Beyond coronavirus: the future of supply chains
From bottle and can shortages to shipping delays and soaring commodity costs, the pandemic has strained brewers’ global supply chains. Amid ongoing geopolitical tensions and a toughening of European legislation, brewers will need their ingenuity to adapt their supply chains in favour of greater localism.
Even before the covid-19 pandemic, global trade had been stuttering; the virus just worsened the malaise. Governments shuttered businesses, including the on-premise. Craft brewers were thrust into turmoil, while the Big Brewers’ share prices dived. As demand is recovering, there are suddenly all kinds of shortages, which are driving up prices.
At the London Metal Exchange, aluminium traded at USD 2,600 per tonne (early September 2021), the highest since June 2011, on higher demand and tight supply. Blame it on China, which accounts for 60 percent of global aluminium output. For all the right reasons, the People’s Republic is suppressing smelting to reduce pollution and meet green targets. The aluminium can shortage will not end anytime soon, the Ball Corp., the world’s largest supplier of beverage cans, said in April.
Prices for cardboard packaging have gone up too, as timber has been rerouted to builders benefitting from an unexpected spike in home remodelling and home building. The shortage was probably exacerbated by consumers discovering e-commerce during the pandemic – think of all those Amazon boxes – and the delights of food deliveries.

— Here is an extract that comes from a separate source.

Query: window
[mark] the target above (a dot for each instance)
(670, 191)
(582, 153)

Trucking and shipping continue to trouble brewers. The availability of drivers, Chinese ports disrupted by covid outbreaks, and the resulting disarray of container locations and availability – all contribute to a less predictable delivery process. And then there was that ship that got stuck in the Suez Canal in March, where 12 percent of all global trade travels through. Hundreds of cargo vessels and tankers were forced to lay idle for days, costing hundreds of millions of dollars.
Except for sales bans, the compulsory closure of breweries and depleted or idling stocks, none of the Big Brewers have reported any major supply chain disruptions since covid-19 struck. Even the hassles they faced when pivoting from kegs to bottles and cans during the first global lockdown were not worth mentioning.
This could mean two things: The Big Brewers are not really worried about rising costs because they still have contracts in place that shield them from inflationary pressures this year. Or, they prefer to worry behind closed doors in order not to frighten their investors and risk their share prices to tumble just when they have climbed back from their covid trough. Beer sales in 2021 are still below 2019 levels and all brewers have issues with capacity utilisation. Besides, no one wants to be the first to hike prices as this will not go down well with retailers, which have seen their beer sales slip since the reopening of the on-premise.
The price of globalisation
Still, the coronavirus pandemic has dealt an unprecedented blow. The supply shock that started in China in February last year, and the demand shock that followed this year as the global economy began to emerge from lockdowns and restrictions, would have shown them vulnerabilities in procurement and risks in their production strategies just about everywhere.
Today’s globalised supply chain network is the result of decades of globalisation. Lulled by efficient and relatively inexpensive logistics and transport, brewers have been applying lean and just-in-time production methods that were extended across longer and longer global supply chains. These methods favoured efficiency and slimmed-down inventories so that every cent of savings could be pocketed.